Well, depending on how in depth you want to get, you might want to try looking at some real world GIS software (QuantumGIS for instance) rather than things like Campaign Cartographer which is really more of a specialized graphics editor (which isn't necessarily a bad thing as it is a lot easier to use than a GIS)
Working with true spherical geometry with only graphics tools is hard. Working with spherical geometry even with the right tools can be hard. So if you want to make your world really work as a sphere, you are going to have to learn a bit of theory behind geography/cartography and spherical geometry.
Most of the people on the guild don't bother with this and if you don't know how to do it right, then you probably won't notice it being wrong. Many people get by with maps where their world is effectively flat or cylindrical rather than spherical (let alone the spheroidal models we use in real life). Such maps will often look blatantly wrong to anyone who knows anything about geography though.
The zooming in thing you want in particular is difficult. If you want a decent map, you need to pick a projection suitable to the particular extent of the map. A projection suitable for a global map is not going to work for larger scale maps. (In cartography speak "scale" is what you might think of as "zoom" so "large scale" is zoomed in). This is because all projections of the curved globe onto a flat map will cause distortion. If you have a restricted extent, you want to pick a projection that minimizes distortion within that particular extent. So just zooming in will cause problems if you zoom in on a distorted area.
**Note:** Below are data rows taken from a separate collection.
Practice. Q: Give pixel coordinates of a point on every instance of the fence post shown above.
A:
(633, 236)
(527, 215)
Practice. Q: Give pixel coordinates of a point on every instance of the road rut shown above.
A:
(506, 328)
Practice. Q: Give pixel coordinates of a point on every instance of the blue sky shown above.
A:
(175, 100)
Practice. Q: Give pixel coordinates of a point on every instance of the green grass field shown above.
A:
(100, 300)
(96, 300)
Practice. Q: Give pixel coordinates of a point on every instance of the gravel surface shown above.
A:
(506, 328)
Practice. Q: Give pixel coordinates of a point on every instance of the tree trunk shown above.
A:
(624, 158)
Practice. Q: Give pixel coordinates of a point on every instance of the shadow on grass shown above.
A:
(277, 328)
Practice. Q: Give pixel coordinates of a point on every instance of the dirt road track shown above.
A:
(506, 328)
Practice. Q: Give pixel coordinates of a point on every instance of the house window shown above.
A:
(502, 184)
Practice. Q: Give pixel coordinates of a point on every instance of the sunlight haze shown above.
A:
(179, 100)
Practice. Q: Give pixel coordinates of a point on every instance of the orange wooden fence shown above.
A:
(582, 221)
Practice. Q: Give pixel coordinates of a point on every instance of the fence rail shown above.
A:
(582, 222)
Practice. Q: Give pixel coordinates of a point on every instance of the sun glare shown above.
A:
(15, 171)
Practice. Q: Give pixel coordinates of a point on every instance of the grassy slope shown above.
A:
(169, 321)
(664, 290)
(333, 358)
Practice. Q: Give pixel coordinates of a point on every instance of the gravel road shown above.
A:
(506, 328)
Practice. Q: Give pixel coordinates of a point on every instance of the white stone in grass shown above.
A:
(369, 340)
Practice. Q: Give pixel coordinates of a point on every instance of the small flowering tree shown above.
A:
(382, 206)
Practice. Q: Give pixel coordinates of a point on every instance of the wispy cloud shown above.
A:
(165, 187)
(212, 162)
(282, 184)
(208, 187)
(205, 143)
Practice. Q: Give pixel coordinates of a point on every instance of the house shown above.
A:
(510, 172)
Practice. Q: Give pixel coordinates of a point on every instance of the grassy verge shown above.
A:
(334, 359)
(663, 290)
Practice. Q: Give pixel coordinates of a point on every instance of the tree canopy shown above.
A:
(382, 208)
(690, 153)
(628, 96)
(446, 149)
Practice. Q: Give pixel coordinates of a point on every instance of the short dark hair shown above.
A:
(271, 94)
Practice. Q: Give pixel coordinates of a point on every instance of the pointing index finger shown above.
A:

Web maps like Google Maps cheat by using the Mercator projection which gives passable results at large scales but is only really a good choice at smaller scales for certain kinds of navigational map (which is what it was designed for). it was widely used for world reference maps for a while, but wasn't a good choice. It's a really bad choice for maps at the scale of continents or large countries particularly in high latitudes (It really screws up Canada and Russia for instance.) The reason it sort of works is that Mercator preserves angles, while distorting area. Over extents where the amount of distortion doesn't change much, it looks pretty close to what a tailored projection would have given you. Over larger extents though, it is quite obvious.
One option somewhat simpler than all out GIS is to use "G.Projector", a free Java tool made by NASA. It can take a map in a Normal Equidistant Cylindrical projection (also known as Equirectangular) and project it into a wide range of other projections. Equidistant Cylindrical projections aren't a good choice for finished maps as they have particularly unpleasant distortion. However, you you can lay out your world using this projection, and raw the appropriate distortion into it, you can then easily reproject it and then make finished maps from that. It's not as flexible as with GIS, but it's a lot easier to get started. The big downsides being there's no way work backward from other projections, and that it doesn't support vector data.